My name is Thomas (John 20:19-31 and Acts 2:14a and 22-32)

Caravagio's 'The incredulity of Saint Thomas'.  Although today commentators think that Thomas did not in fact touch Jesus' wounds as it is not mentioned in scripture that he did, it was a long-held view that he did. (Wiki Commons http://en.wikipedia.org/wiki/File:Caravaggio_-_The_Incredulity_of_Saint_Thomas.jpg)

Caravagio’s ‘The incredulity of Saint Thomas’.
Although today commentators think that Thomas did not in fact touch Jesus’ wounds as it is not mentioned in scripture that he did, it was a long-held view that he did.
(Wiki Commons http://en.wikipedia.org/wiki/File:Caravaggio_-_The_Incredulity_of_Saint_Thomas.jpg)

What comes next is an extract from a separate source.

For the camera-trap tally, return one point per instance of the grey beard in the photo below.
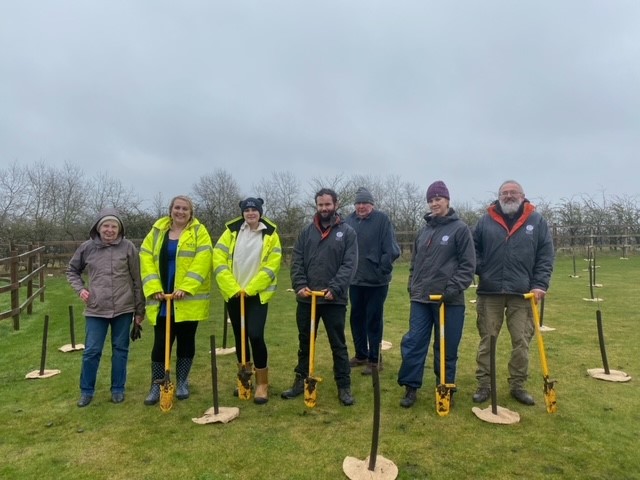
(509, 208)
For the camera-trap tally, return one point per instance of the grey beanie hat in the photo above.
(363, 196)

Part 1 (confused, uncertain, slightly hyper, critical of self)

My name is Thomas.

He’s gone. Jesus that is.
Not just dead, but dead and gone. Gone from his tomb.
Peter, Peter said so. John backed him up.

Mary, well Mary Magdalene, she reckons he spoke to her.
Outside the tomb when she hung around after Peter and John had left.
But she told us that he had said he was going.
Returning to his Father. Father God.
His Father, our God.
Our Father, his… him… his God.
So he wasn’t God after all, like we’d almost started to believe.
Was he?

So perhaps he rose from the dead, but he’s gone again.
Jesus is properly gone.

At least that what I thought at lunchtime yesterday.

The rest of them, they met up last night.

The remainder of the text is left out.